Intelligent design debate defined by 10 errors
Intelligent design debate defined by 10 errors
December 9, 2005 - original

Pennsylvania has been the center in the political and judicial battle over the teaching of evolution in public schools. One problem is that many people draw incorrect conclusions from evolution. To illustrate these points, I've identified 10 incorrect ideas that are often heard:

1. There is debate within the scientific community about the truth of evolution.
Lehigh Valley personalities notwithstanding, there is no real debate. Federal agencies do not have programs that focus on alternatives to evolution. One can identify scientific gadflies who support a hypothesis that HIV does not cause AIDS. Such exceptions do not constitute a genuine challenge to the scientific consensus.
2. If something about evolution can be shown to be wrong, the entire law of evolution collapses.
Science does not work this way. We do not reject gravity because a helium balloon appears to defy it.
3. Evolution is tentative since many Americans do not accept it.
Science is not a democratic venture. The vast majority of Europeans once believed that the sun revolved around the earth. The minority Copernican position was correct; the majority position incorrect.
4. Evolution explains the creation of life on earth.
When biologists talk about evolution, we are referring to mechanisms of genetic change over time to explain biological diversity. Prior to the first living thing existing, there can be no evolution since there can be no genetics without life. Evolution cannot be introduced to explain beginnings, only what happened after that.
5. There is nothing harmful about examining "alternative ideas" about evolution.
We ignore our understanding of the natural world at our own peril.

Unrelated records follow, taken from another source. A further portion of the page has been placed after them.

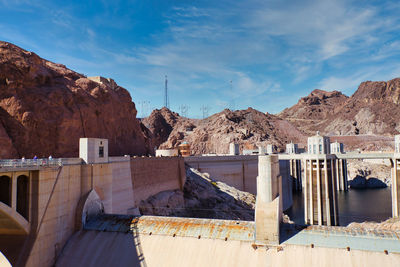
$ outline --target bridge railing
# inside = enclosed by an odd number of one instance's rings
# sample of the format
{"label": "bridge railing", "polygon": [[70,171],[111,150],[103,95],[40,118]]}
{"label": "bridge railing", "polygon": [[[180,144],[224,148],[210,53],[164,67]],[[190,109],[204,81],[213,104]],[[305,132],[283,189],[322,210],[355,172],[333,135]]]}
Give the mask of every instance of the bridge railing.
{"label": "bridge railing", "polygon": [[62,159],[2,159],[0,167],[2,168],[26,168],[26,167],[52,167],[62,166]]}

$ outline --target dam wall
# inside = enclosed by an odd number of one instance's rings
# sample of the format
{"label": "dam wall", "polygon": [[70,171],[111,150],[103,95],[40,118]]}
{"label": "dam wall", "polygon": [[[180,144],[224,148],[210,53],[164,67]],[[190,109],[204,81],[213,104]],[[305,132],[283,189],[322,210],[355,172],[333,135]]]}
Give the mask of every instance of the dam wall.
{"label": "dam wall", "polygon": [[[17,162],[14,167],[2,168],[1,175],[11,177],[12,184],[18,175],[25,175],[29,188],[23,196],[28,203],[25,218],[12,211],[21,198],[16,196],[15,186],[12,205],[0,203],[10,210],[8,214],[0,210],[0,250],[13,266],[52,266],[66,241],[80,229],[82,203],[92,190],[105,213],[130,214],[136,202],[161,191],[183,189],[186,180],[184,162],[179,157],[109,157],[108,162],[89,164],[79,158],[54,162],[57,164],[35,166]],[[22,218],[25,228],[13,216]]]}
{"label": "dam wall", "polygon": [[[200,172],[209,173],[215,180],[241,191],[257,194],[258,155],[193,156],[184,159],[185,164]],[[284,210],[290,208],[293,203],[289,168],[289,160],[279,160]]]}
{"label": "dam wall", "polygon": [[186,181],[182,157],[133,157],[130,162],[135,206],[166,190],[183,190]]}
{"label": "dam wall", "polygon": [[[130,161],[73,164],[37,171],[32,194],[37,197],[31,214],[31,234],[26,242],[26,266],[51,266],[70,236],[78,230],[79,202],[96,190],[104,212],[127,214],[134,207]],[[35,177],[35,176],[33,176]],[[29,248],[29,244],[31,248]]]}

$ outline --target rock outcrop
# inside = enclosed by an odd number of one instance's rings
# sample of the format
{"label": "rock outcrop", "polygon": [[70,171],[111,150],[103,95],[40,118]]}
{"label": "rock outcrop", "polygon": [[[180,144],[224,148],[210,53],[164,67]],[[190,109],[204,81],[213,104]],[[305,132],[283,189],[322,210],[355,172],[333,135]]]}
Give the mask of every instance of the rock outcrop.
{"label": "rock outcrop", "polygon": [[[178,113],[169,110],[166,107],[162,109],[155,109],[142,120],[142,123],[150,130],[153,144],[159,147],[162,143],[166,142],[174,130],[179,125],[181,129],[192,129],[196,120],[188,119],[179,116]],[[175,144],[174,144],[175,145]]]}
{"label": "rock outcrop", "polygon": [[183,192],[164,191],[139,205],[144,215],[179,216],[227,220],[254,220],[256,198],[215,180],[207,173],[186,169]]}
{"label": "rock outcrop", "polygon": [[400,218],[390,218],[383,222],[363,222],[351,223],[348,228],[359,228],[361,230],[386,230],[386,231],[400,231]]}
{"label": "rock outcrop", "polygon": [[[163,119],[171,114],[173,120],[168,117]],[[158,118],[157,123],[154,118]],[[241,149],[272,144],[283,151],[285,144],[290,141],[306,140],[303,133],[288,121],[252,108],[236,111],[225,109],[202,120],[183,118],[164,108],[153,111],[143,122],[152,129],[160,148],[174,148],[186,141],[193,154],[228,153],[229,143],[232,142],[238,143]],[[153,126],[163,125],[165,122],[166,127]],[[162,138],[157,138],[157,134],[163,129],[169,132],[168,137],[163,135]]]}
{"label": "rock outcrop", "polygon": [[0,42],[0,158],[77,157],[80,137],[107,138],[110,155],[152,153],[126,89]]}
{"label": "rock outcrop", "polygon": [[341,92],[315,89],[278,116],[290,121],[307,135],[314,135],[316,131],[321,131],[321,124],[329,120],[332,113],[339,110],[347,100],[348,97]]}

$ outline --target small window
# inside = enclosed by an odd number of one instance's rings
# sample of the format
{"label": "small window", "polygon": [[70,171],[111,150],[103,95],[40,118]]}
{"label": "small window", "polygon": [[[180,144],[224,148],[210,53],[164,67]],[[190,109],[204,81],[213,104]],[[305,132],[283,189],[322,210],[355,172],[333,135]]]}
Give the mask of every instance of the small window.
{"label": "small window", "polygon": [[322,153],[322,145],[319,145],[319,153]]}
{"label": "small window", "polygon": [[99,146],[99,158],[104,158],[104,147]]}

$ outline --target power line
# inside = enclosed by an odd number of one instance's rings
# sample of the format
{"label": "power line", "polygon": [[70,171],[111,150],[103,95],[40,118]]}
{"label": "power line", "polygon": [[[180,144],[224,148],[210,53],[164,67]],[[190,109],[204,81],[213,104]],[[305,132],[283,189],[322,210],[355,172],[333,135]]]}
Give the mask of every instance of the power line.
{"label": "power line", "polygon": [[210,106],[202,105],[200,110],[203,112],[203,119],[208,117],[208,112],[210,111]]}

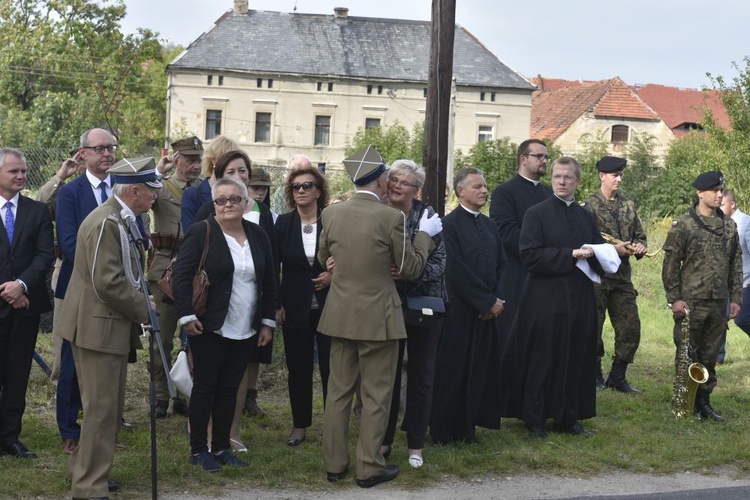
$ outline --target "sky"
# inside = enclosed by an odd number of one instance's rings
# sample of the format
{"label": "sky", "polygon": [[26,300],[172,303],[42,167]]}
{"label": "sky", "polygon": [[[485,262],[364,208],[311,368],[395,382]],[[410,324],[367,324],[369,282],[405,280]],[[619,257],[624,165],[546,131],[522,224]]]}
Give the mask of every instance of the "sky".
{"label": "sky", "polygon": [[[747,0],[455,0],[456,23],[526,77],[710,87],[745,66]],[[150,28],[187,46],[233,0],[125,0],[125,32]],[[429,21],[431,0],[249,0],[252,10]]]}

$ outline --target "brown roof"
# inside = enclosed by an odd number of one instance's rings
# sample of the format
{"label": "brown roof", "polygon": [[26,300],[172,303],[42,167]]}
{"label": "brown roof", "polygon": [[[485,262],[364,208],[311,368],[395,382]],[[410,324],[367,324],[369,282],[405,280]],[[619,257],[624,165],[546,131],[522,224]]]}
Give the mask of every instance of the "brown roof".
{"label": "brown roof", "polygon": [[[540,86],[536,79],[532,82]],[[596,82],[544,80],[532,95],[531,137],[556,140],[581,115],[599,118],[657,121],[659,116],[619,78]]]}
{"label": "brown roof", "polygon": [[727,110],[721,102],[717,90],[681,89],[664,85],[648,84],[637,87],[635,91],[677,136],[685,135],[689,130],[681,125],[701,123],[705,109],[713,113],[716,123],[725,129],[731,127]]}

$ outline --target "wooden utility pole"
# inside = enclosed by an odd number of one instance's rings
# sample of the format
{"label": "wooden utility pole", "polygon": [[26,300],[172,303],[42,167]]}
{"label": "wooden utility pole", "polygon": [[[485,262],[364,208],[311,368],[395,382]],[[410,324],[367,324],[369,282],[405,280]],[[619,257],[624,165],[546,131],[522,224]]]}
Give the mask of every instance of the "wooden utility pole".
{"label": "wooden utility pole", "polygon": [[445,214],[445,178],[448,161],[448,120],[453,79],[453,38],[456,0],[432,0],[432,42],[427,76],[422,163],[426,179],[422,198]]}

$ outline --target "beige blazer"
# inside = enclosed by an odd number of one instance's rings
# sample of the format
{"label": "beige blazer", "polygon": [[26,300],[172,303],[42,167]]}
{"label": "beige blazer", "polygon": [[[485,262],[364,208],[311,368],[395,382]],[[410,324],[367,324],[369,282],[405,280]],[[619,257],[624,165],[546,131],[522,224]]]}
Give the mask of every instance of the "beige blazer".
{"label": "beige blazer", "polygon": [[[128,354],[131,346],[140,347],[139,325],[148,321],[143,293],[131,286],[123,271],[120,210],[113,196],[78,229],[73,275],[59,319],[65,325],[60,329],[63,338],[110,354]],[[126,265],[137,274],[135,257],[131,255]]]}
{"label": "beige blazer", "polygon": [[333,256],[336,268],[318,331],[350,340],[406,338],[401,298],[391,264],[418,278],[435,244],[419,232],[412,246],[404,214],[370,193],[323,210],[318,260]]}

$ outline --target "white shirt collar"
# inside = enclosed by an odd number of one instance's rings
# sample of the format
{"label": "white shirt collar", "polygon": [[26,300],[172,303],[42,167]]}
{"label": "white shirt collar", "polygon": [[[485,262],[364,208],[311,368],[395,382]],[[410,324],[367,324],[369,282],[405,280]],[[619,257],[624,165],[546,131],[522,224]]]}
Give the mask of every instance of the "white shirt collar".
{"label": "white shirt collar", "polygon": [[576,199],[575,199],[575,198],[573,198],[573,199],[572,199],[572,200],[570,200],[570,201],[568,201],[568,200],[563,200],[562,198],[560,198],[560,197],[559,197],[559,196],[557,196],[557,195],[555,195],[555,198],[557,198],[558,200],[562,201],[562,202],[563,202],[563,203],[565,203],[565,204],[566,204],[567,206],[571,206],[571,205],[572,205],[573,203],[575,203],[575,202],[576,202]]}
{"label": "white shirt collar", "polygon": [[4,197],[0,196],[0,207],[5,208],[5,204],[8,202],[11,202],[13,203],[14,208],[18,208],[18,199],[20,197],[21,197],[21,193],[16,193],[16,195],[10,200],[6,200]]}
{"label": "white shirt collar", "polygon": [[376,194],[375,194],[375,193],[373,193],[372,191],[368,191],[367,189],[357,189],[357,190],[356,190],[356,192],[357,192],[357,193],[367,193],[367,194],[371,194],[371,195],[373,195],[373,196],[374,196],[375,198],[377,198],[377,199],[378,199],[378,201],[382,201],[382,200],[380,199],[380,196],[376,195]]}
{"label": "white shirt collar", "polygon": [[521,177],[523,177],[523,178],[524,178],[524,179],[526,179],[527,181],[531,182],[531,183],[532,183],[532,184],[534,184],[535,186],[539,185],[539,183],[540,183],[540,182],[542,182],[542,181],[535,181],[534,179],[529,179],[528,177],[526,177],[526,176],[525,176],[525,175],[523,175],[523,174],[518,174],[518,175],[520,175]]}
{"label": "white shirt collar", "polygon": [[103,181],[101,181],[99,180],[98,177],[94,176],[94,174],[92,174],[91,172],[89,172],[88,169],[86,169],[86,178],[89,180],[89,182],[94,187],[94,189],[99,189],[99,184],[101,184],[102,182],[104,182],[108,188],[110,189],[112,188],[112,180],[109,174],[107,174],[107,177]]}
{"label": "white shirt collar", "polygon": [[[130,215],[132,215],[133,219],[135,219],[135,213],[132,210],[130,210],[130,207],[127,206],[125,204],[125,202],[122,201],[117,195],[114,195],[114,198],[120,204],[120,206],[122,207],[122,209],[125,210],[126,213],[129,213]],[[120,213],[122,213],[122,212],[120,212]]]}
{"label": "white shirt collar", "polygon": [[464,205],[463,203],[461,203],[460,205],[461,205],[461,208],[463,208],[464,210],[466,210],[467,212],[469,212],[474,217],[479,217],[479,212],[477,212],[476,210],[472,210],[470,208],[466,208],[466,205]]}

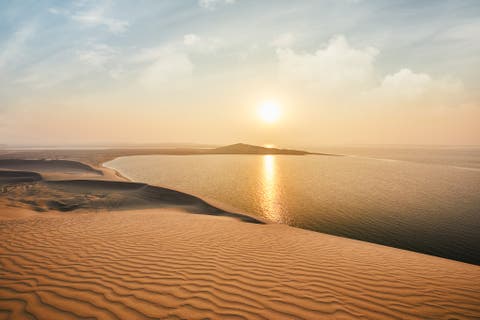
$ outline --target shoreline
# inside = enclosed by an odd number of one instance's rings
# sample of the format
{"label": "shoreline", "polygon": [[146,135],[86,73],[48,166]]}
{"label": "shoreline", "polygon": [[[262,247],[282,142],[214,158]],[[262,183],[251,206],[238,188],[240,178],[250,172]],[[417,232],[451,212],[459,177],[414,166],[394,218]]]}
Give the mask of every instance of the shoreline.
{"label": "shoreline", "polygon": [[[5,185],[5,188],[1,188],[0,207],[16,207],[33,212],[179,207],[195,214],[266,223],[252,215],[227,210],[226,206],[213,205],[202,197],[172,188],[135,182],[104,163],[13,159],[0,160],[0,167],[0,186]],[[26,174],[20,174],[21,172]]]}
{"label": "shoreline", "polygon": [[[109,167],[109,166],[106,166],[105,163],[107,162],[110,162],[110,161],[113,161],[115,159],[118,159],[118,158],[122,158],[122,157],[129,157],[129,156],[119,156],[119,157],[116,157],[114,159],[110,159],[108,161],[105,161],[103,163],[101,163],[101,167],[102,168],[105,168],[105,169],[108,169],[108,170],[111,170],[111,171],[114,171],[115,172],[115,175],[121,179],[124,179],[126,180],[127,182],[132,182],[132,183],[146,183],[146,182],[141,182],[141,181],[135,181],[134,179],[132,178],[129,178],[128,176],[122,174],[119,170],[113,168],[113,167]],[[148,185],[151,185],[149,183],[146,183]],[[205,201],[206,203],[208,203],[209,205],[215,207],[215,208],[218,208],[220,210],[224,210],[224,211],[227,211],[227,212],[233,212],[233,213],[238,213],[238,214],[241,214],[241,215],[244,215],[244,216],[248,216],[252,219],[256,219],[256,220],[259,220],[261,221],[262,223],[265,223],[265,224],[278,224],[274,221],[269,221],[269,220],[266,220],[264,219],[263,217],[257,217],[257,216],[254,216],[248,212],[243,212],[243,210],[239,209],[239,208],[235,208],[234,206],[231,206],[231,205],[228,205],[228,204],[225,204],[223,202],[220,202],[218,200],[215,200],[215,199],[211,199],[211,198],[208,198],[208,197],[205,197],[205,196],[202,196],[202,195],[198,195],[198,194],[195,194],[195,193],[191,193],[191,192],[185,192],[185,191],[182,191],[182,190],[179,190],[179,189],[176,189],[176,188],[173,188],[171,186],[161,186],[161,185],[151,185],[151,186],[154,186],[154,187],[160,187],[160,188],[165,188],[165,189],[168,189],[168,190],[172,190],[172,191],[176,191],[176,192],[181,192],[181,193],[185,193],[185,194],[188,194],[188,195],[191,195],[191,196],[194,196],[194,197],[197,197],[203,201]],[[292,226],[290,226],[292,227]],[[292,227],[292,228],[296,228],[296,227]],[[302,229],[302,228],[298,228],[298,229]],[[307,229],[302,229],[302,230],[307,230]],[[313,230],[308,230],[308,231],[313,231]],[[313,231],[313,232],[316,232],[316,231]]]}
{"label": "shoreline", "polygon": [[128,182],[135,182],[135,181],[133,181],[132,179],[128,178],[127,176],[123,175],[123,174],[122,174],[120,171],[118,171],[117,169],[112,168],[112,167],[108,167],[108,166],[105,165],[105,163],[110,162],[110,161],[113,161],[113,160],[118,159],[118,158],[120,158],[120,157],[116,157],[116,158],[113,158],[112,160],[108,160],[108,161],[102,162],[102,163],[100,164],[101,168],[114,171],[114,172],[115,172],[115,176],[117,176],[118,178],[120,178],[120,179],[122,179],[122,180],[126,180],[126,181],[128,181]]}

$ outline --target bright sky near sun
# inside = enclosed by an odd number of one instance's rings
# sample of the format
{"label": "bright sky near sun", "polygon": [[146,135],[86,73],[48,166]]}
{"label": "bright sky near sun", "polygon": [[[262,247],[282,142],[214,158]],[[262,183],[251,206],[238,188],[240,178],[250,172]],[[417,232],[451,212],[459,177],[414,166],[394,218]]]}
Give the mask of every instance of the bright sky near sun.
{"label": "bright sky near sun", "polygon": [[480,144],[480,1],[1,1],[0,144]]}
{"label": "bright sky near sun", "polygon": [[280,105],[276,101],[267,100],[258,106],[260,119],[267,123],[277,122],[280,118]]}

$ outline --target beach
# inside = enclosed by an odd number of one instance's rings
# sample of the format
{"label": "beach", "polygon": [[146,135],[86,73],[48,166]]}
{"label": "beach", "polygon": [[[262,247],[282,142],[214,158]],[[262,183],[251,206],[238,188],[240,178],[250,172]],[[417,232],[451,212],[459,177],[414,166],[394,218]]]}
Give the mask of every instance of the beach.
{"label": "beach", "polygon": [[0,168],[0,319],[480,317],[478,266],[264,223],[100,158]]}

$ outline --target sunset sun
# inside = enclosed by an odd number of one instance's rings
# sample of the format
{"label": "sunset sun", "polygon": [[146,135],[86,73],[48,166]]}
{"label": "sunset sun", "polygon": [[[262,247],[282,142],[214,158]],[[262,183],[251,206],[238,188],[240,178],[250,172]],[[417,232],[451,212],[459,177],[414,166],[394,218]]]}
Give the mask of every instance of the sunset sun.
{"label": "sunset sun", "polygon": [[277,122],[280,117],[280,106],[276,101],[265,101],[258,108],[258,115],[267,123]]}

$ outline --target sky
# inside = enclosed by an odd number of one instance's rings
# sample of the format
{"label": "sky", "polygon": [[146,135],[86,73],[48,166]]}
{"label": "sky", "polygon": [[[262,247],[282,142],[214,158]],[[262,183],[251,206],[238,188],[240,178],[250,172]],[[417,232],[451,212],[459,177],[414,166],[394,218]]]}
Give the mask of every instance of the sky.
{"label": "sky", "polygon": [[480,1],[0,1],[0,144],[236,142],[480,145]]}

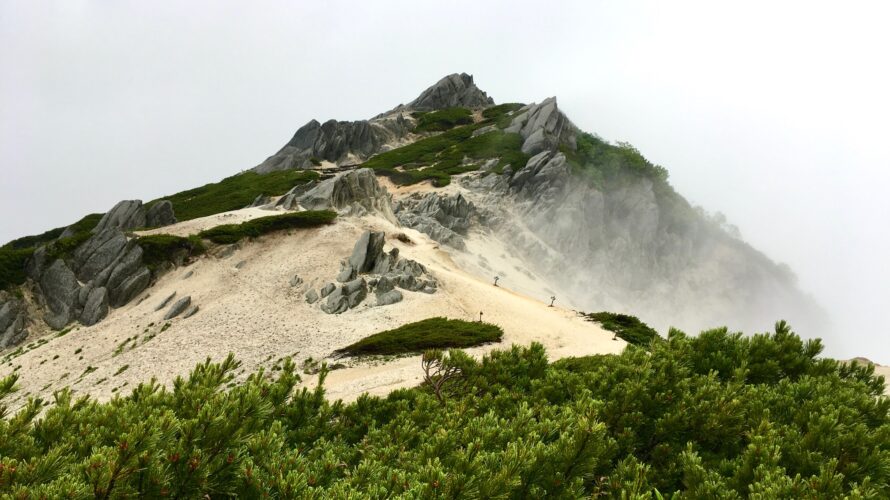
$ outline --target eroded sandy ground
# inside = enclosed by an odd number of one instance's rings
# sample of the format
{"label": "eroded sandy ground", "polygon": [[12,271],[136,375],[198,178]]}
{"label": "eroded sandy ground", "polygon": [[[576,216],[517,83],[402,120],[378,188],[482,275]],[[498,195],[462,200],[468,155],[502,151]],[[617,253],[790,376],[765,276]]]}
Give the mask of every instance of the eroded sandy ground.
{"label": "eroded sandy ground", "polygon": [[[274,214],[249,208],[154,232],[186,236],[218,224]],[[372,307],[368,303],[373,300],[367,300],[340,315],[325,314],[319,303],[307,304],[304,293],[308,287],[318,289],[334,281],[340,260],[350,255],[366,229],[385,231],[385,250],[398,247],[402,256],[427,266],[439,281],[439,291],[432,295],[406,291],[401,303],[383,307]],[[407,234],[413,244],[396,240],[394,235],[399,232]],[[294,275],[304,280],[302,286],[290,285]],[[176,299],[191,296],[200,311],[190,318],[164,321],[167,308],[155,309],[174,292]],[[307,358],[322,360],[335,349],[378,331],[432,316],[476,320],[480,311],[485,321],[500,325],[505,336],[500,344],[470,349],[476,356],[533,341],[543,343],[553,359],[618,353],[625,345],[572,310],[547,307],[468,274],[421,233],[376,217],[341,217],[331,226],[242,242],[231,256],[204,256],[175,269],[131,304],[112,310],[101,323],[76,326],[62,337],[44,337],[45,344],[4,363],[0,376],[20,367],[21,391],[11,401],[13,407],[27,396],[51,397],[53,391],[65,386],[77,394],[107,400],[116,393],[129,393],[150,378],[170,384],[207,357],[221,360],[235,353],[243,363],[239,374],[243,378],[261,366],[271,368],[286,356],[298,365]],[[33,340],[29,339],[29,344]],[[352,366],[331,372],[327,379],[333,399],[352,400],[363,392],[385,394],[420,381],[418,356],[349,364]],[[304,376],[304,383],[314,381],[313,376]]]}

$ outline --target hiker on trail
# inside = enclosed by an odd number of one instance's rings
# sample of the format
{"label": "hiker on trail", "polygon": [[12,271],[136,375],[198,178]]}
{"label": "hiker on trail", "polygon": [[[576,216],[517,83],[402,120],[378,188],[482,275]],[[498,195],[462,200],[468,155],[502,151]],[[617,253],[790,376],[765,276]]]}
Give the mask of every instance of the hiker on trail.
{"label": "hiker on trail", "polygon": [[499,280],[499,279],[501,279],[500,276],[495,276],[495,277],[494,277],[494,286],[498,286],[498,280]]}
{"label": "hiker on trail", "polygon": [[553,307],[553,303],[556,302],[556,295],[550,296],[550,307]]}

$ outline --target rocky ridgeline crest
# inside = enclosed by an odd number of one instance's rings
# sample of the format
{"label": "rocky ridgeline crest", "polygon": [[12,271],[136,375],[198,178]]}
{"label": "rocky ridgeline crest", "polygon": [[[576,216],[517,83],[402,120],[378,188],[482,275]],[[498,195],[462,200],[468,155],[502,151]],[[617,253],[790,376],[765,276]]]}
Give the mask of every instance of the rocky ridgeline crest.
{"label": "rocky ridgeline crest", "polygon": [[321,182],[295,186],[276,202],[264,205],[283,210],[336,210],[342,215],[379,215],[395,223],[392,195],[377,181],[374,171],[360,168],[341,172]]}
{"label": "rocky ridgeline crest", "polygon": [[522,136],[522,152],[530,155],[556,151],[560,145],[575,149],[575,136],[578,133],[578,129],[557,107],[555,97],[520,109],[504,131]]}
{"label": "rocky ridgeline crest", "polygon": [[445,108],[485,108],[494,105],[494,99],[488,97],[473,82],[473,75],[454,73],[448,75],[432,87],[424,90],[405,109],[415,111],[433,111]]}
{"label": "rocky ridgeline crest", "polygon": [[355,243],[352,255],[341,263],[337,285],[333,282],[318,292],[310,289],[306,302],[319,300],[321,310],[328,314],[340,314],[361,304],[369,294],[375,297],[374,305],[384,306],[400,302],[402,292],[435,293],[436,280],[426,268],[413,260],[399,257],[399,249],[383,251],[386,235],[383,232],[365,231]]}
{"label": "rocky ridgeline crest", "polygon": [[325,160],[338,165],[361,163],[406,140],[414,128],[406,118],[411,111],[432,111],[450,107],[484,108],[494,100],[479,89],[466,73],[448,75],[424,90],[407,105],[371,120],[328,120],[309,123],[297,129],[278,152],[253,168],[255,172],[311,168]]}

President Bush embraced intelligent design this year, but weeks later implicitly embraced evolution when he marshaled scientific resources to fight the possibility of a new influenza virus causing a pandemic. Why didn't he ask the intelligent design folks for help?
6. Evolution demonstrates that God does not exist.
It is unfortunate that atheists and materialists have used evolution as evidence that counts against the existence of God. This is not a logically defensible position. Simply because a natural process requires no supernatural intervention does not mean that no supernatural being exists. Evolution is no threat to God any more than gravity or electricity.
7. Evolution cannot be proved since we cannot go back in time and test.
If this were true, astrophysics would collapse as well. Those who make this argument confuse history and science. History concerns itself with what actually happened. Science concerns itself with identifying the fundamental natural rules that govern what happened and what will happen.
8. Intelligent design provides an alternative to evolution.
Intelligent design provides NO alternative to evolution. The proponents of intelligent design do not provide a mechanism for biological change. Their method is to offer evidence that they argue counts against evolution to try to demonstrate that evolution is in doubt and that the existence of a creator is the alternative. But, there is no "how" offered, only a wink about "who."
9. Intelligent design reveals "holes" in the law of evolution.
Proponents of intelligent design favor the tactic of using examples that evolution "cannot explain," like the creation of complex structures and biochemical pathways. Scientists have long recognized the special problems of gene complexity, anatomical complexity, and biochemical complexity. These observations have led to specific predictions for evolution that have been upheld by decades of research.
10. Evolution and intelligent design demonstrate an inevitable conflict between science and religion.
This is wrong on at least two counts. First, it conflates the diversity of religious thought into a single position and defines it as "religion." In fact, most mainline American Protestants sects and the Roman Catholic Church have accepted evolution. Pope John Paul II wrote in favor of evolution, as did Pope Pius XII. Second, thoughtful academics, such as John Polkinghorne and Ian Barbour, have shown how biology and theology can inform and enrich each other. There need be no contradiction.
I am an optimist and I hope to see the intelligent design era end in a good place. It is my hope that the "great center of American politics" (whatever that is) will see this as an opportunity to reject both the false science of intelligent design and the logical sloppiness of materialist conclusions from evolution.

Bruce Wightman, Ph.D., is associate professor of biology at Muhlenberg College.